The researcher-based products that are most useful are ones that are clear about what has been studied and what has been learned, and less prescriptive of what it means for policy or practice. The reason is that most of us on the research side are not deeply involved in the questions of practice or policy that are being decided, and we are not well schooled in the nuances of that work. Furthermore, even if we were involved in the policy world when writing our papers and doing our research, contexts change over time. It is generally a distraction to have a lot of emphasis in research papers on particular policies or practices, unless, in fact, that was the single, explicit purpose of the study. For example, consider the question about the effect of a negative income tax on labor force participation. That is a very concrete question, and it could be answered quite well with experimental evaluations, like those conducted in the 1960s and 1970s. But it should still not be in the researcher’s purview to assert her judgment that it would be a good thing to implement a negative income tax because, for example, the downward pressure on labor force participation (“drag”) is not very high. That is a policy decision that entails many considerations beyond the drag on labor force participation. It is a distraction in the research to conflate the scientific evidence and the policy prescription.

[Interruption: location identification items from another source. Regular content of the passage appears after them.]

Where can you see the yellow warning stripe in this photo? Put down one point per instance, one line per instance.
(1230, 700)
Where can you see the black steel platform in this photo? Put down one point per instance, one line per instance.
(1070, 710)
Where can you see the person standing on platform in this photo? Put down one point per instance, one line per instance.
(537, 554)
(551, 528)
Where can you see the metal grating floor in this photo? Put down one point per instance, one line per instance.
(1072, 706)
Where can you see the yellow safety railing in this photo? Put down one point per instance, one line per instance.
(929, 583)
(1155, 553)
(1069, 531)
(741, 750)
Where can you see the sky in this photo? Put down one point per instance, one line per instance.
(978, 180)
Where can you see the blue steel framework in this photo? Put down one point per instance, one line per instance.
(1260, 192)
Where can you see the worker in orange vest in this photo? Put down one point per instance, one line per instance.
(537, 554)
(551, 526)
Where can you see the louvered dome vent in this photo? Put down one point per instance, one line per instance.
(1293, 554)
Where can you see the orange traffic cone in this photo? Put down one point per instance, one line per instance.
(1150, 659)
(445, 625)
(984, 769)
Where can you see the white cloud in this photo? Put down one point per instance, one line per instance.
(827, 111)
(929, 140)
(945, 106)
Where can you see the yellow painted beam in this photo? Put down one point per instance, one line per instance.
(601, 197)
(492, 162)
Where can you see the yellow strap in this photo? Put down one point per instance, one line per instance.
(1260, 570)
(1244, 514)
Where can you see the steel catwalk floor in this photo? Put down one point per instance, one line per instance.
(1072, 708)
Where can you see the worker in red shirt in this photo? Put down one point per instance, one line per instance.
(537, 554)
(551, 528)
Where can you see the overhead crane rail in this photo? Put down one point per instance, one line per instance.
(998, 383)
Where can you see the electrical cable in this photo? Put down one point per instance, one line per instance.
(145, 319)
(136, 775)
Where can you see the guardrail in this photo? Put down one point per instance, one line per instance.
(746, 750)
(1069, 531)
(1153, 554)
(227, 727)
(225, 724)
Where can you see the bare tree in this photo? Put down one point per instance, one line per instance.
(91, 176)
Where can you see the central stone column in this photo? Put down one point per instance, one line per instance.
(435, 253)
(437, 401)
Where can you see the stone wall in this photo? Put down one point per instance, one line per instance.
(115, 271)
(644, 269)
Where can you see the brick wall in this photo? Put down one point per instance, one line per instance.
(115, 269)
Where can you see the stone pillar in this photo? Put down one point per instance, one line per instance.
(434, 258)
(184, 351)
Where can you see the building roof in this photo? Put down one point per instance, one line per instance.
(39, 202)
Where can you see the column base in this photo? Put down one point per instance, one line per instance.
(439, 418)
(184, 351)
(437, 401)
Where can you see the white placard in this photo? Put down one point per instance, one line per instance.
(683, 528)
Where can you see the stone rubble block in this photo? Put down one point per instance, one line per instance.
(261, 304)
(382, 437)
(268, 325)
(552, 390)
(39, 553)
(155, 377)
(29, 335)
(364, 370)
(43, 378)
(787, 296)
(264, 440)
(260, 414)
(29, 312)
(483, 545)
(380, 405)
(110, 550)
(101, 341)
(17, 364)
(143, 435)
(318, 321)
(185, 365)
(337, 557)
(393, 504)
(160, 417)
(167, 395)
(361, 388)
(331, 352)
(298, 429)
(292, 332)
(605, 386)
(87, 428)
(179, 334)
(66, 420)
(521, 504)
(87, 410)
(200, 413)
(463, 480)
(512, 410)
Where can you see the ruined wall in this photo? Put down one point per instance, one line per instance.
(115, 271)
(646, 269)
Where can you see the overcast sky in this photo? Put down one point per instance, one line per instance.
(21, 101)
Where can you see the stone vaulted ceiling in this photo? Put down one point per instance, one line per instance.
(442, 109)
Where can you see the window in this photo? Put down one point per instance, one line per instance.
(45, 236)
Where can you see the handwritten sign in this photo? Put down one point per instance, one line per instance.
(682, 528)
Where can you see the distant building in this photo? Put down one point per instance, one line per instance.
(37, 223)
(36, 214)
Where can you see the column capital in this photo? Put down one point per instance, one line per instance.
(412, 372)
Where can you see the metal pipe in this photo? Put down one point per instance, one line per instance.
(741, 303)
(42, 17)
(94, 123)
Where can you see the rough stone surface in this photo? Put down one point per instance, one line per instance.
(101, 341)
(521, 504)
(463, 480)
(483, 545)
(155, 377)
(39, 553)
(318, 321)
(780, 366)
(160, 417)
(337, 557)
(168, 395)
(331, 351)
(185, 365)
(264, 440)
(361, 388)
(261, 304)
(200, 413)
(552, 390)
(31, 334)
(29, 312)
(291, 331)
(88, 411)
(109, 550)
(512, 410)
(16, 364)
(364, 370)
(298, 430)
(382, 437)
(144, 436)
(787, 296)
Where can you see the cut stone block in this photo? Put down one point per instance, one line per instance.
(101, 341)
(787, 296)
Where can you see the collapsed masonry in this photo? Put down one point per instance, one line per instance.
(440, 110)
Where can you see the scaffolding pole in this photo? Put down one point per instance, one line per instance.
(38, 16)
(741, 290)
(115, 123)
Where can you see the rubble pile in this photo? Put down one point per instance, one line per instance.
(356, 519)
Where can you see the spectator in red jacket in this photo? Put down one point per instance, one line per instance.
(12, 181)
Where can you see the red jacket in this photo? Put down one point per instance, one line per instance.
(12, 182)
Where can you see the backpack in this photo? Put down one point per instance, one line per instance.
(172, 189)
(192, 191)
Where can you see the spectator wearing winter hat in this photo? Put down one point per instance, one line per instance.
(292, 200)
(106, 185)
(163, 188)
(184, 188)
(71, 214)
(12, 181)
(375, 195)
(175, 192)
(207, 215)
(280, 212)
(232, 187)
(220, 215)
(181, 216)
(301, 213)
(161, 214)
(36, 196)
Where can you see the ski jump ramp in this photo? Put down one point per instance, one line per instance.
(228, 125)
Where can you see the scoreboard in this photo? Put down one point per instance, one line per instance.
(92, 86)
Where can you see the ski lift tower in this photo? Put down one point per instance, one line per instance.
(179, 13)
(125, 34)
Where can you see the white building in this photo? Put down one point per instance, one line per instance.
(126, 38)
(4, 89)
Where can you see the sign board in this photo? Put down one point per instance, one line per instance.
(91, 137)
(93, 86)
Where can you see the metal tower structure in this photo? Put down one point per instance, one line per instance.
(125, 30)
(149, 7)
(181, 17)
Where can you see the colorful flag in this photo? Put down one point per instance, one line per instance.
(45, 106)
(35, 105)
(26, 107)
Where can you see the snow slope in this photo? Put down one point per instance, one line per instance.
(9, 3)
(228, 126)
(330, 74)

Editors: A variety of assessment data are collected as part of programs of research, and the results are reported in various forms, including research articles and agency reports. How have you looked at and understood those data and made use of them for policy?
In the early 1990s, as a new superintendent in Long Beach, California, one of the things we were concerned about was early literacy. We spent quite a bit of time looking at the available evidence and decided to go in the direction of some kids needing to spend more time acquiring literacy skills. We developed a mandatory summer school program: five weeks of required summer school for all those kids who were not reading at grade level at the end of third grade. We identified all students who were not deemed proficient on the state standardized test. We then used a benchmark book and had a teacher sit with each individual child to determine what level they were at and whether they qualified for the summer school. It was a combination of standardized testing and clinical assessment between a teacher and student.
The Board of Education and I were in sync that this was an important program. There was substantial evidence that early literacy is absolutely critical. Our hunches, though, were that this required summer school would end up with 75–80 percent males of color—and that is exactly what happened. We used the available evidence to implement an evidenced-based program. Part of it was saying to the community we are going to go the extra mile based on the evidence. We also framed it in a pluralist way as opposed to a redistributive way where obviously this was a multi-million-dollar program that required additional school district resources, but it was framed as any youngster who sits with a teacher and doesn’t meet this benchmark book threshold is going to go to this mandatory summer school. It was not a program for African American and Latino males. It was a program for anybody eligible. It is an example of how you can decide you want to shake up the system, do something new, and then use evidence to get there. The program was overwhelmingly embraced by the entire community and was launched as part of a number of improvement efforts in Long Beach, which ultimately caught the attention of the secretary of education, the attorney general, and President Clinton.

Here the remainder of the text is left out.